Curriculum scrapped? GCSEs replaced O-levels and CSEs in the mid-1980s. Under the previous system, the more academic teenagers took O-levels while others took CSEs (Certificates of Secondary Education).
News of the plans come as tens of thousands of teenagers across England, Wales and Northern Ireland finish taking their GCSE and A-level exams.
Already, the new academy schools, which are state-funded but semi-independent, do not have to follow the national curriculum.
And the government is said to be planning to scrap the traditional benchmark on which secondary schools in England are measured - the number of pupils getting five good GCSEs (grades A* to C), including maths and English.
Schools would continue to be measured on the government's new benchmark - the English Baccalaureate - which counts how many pupils in a school have good GCSEs in English, maths, two sciences, geography, history and a foreign language.
Another change suggested is that one exam board would be chosen to set the O-level style papers for English, maths and science - with all pupils taking the same exam.
Currently, six exam boards design GCSEs and schools choose which board to use.
It is this situation which Mr Gove believes has led to a "race to the bottom".
He told MPs: "We want to tackle the culture of competitive dumbing-down, by making sure that exam boards cannot compete with each other on the basis of how easy their exams are".

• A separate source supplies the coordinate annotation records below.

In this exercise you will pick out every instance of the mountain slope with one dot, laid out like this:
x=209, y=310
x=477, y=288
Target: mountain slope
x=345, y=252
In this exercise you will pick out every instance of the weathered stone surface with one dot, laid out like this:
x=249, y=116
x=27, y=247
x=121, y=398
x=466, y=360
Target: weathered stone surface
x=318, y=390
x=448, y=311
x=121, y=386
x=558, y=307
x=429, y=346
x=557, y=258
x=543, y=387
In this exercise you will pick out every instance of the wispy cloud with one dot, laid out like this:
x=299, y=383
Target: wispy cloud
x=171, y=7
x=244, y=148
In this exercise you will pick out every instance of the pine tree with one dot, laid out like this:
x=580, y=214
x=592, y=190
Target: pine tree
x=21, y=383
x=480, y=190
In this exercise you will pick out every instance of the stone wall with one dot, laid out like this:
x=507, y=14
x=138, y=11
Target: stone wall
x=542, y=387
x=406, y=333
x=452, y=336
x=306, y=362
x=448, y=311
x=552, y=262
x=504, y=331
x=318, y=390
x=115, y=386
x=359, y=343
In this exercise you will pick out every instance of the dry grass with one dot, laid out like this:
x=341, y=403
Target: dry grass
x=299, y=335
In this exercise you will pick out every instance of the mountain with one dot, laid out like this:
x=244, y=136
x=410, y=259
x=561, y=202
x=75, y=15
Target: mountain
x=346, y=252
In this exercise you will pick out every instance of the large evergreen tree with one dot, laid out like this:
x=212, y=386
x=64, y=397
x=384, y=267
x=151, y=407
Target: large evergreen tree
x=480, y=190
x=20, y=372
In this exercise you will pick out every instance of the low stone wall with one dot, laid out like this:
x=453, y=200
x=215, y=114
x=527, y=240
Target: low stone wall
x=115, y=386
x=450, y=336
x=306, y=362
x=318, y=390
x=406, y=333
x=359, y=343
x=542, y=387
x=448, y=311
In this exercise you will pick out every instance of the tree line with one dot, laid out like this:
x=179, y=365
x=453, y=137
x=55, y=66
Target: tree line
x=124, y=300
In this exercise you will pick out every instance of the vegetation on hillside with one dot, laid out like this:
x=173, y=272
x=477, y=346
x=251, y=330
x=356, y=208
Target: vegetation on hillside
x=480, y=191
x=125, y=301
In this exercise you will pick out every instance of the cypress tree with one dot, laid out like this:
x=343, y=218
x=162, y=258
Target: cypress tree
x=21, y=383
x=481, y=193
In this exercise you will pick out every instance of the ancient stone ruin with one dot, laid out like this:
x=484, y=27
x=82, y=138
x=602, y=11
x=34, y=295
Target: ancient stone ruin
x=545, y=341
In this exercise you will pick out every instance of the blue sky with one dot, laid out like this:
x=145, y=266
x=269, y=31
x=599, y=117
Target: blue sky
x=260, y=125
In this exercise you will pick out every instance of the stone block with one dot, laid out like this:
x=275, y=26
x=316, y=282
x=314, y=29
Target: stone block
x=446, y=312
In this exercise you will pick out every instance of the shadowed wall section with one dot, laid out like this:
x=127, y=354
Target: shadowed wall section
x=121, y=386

Critics of the existing system point to the year-on-year rises in the numbers of pupils achieving top grades as a sign that they have become easier, but supporters say teenagers are working harder than ever and teachers are getting better at preparing them for exams.
The government had already announced that it wanted to shake up GCSEs by returning to the system where most exams were taken after two years, rather than in modules, and those changes were already planned to affect pupils beginning their GCSE studies this autumn.
'Two-tier system' The big teaching unions have echoed Mr Brennan's warnings about a two-tier system.
Russell Hobby, the general secretary of the National Association of Head Teachers, welcomed the move towards having a single exam board per subject, which he said was sensible and would "remove a lot of concerns about the system".
"But a move to a two-tier system does not sound a good step forward," he added, saying such a change would mean choices about children's futures being taken at too young an age.
As control of education in the UK is devolved, Mr Gove's plans are for England only. It would be up to Wales and Northern Ireland to decide whether to follow suit. In Scotland, pupils take Standard Grades and Highers rather than GCSEs and A-levels.
The Education Minister for Wales, Leighton Andrews, has said Wales will not return to O-level-style exams.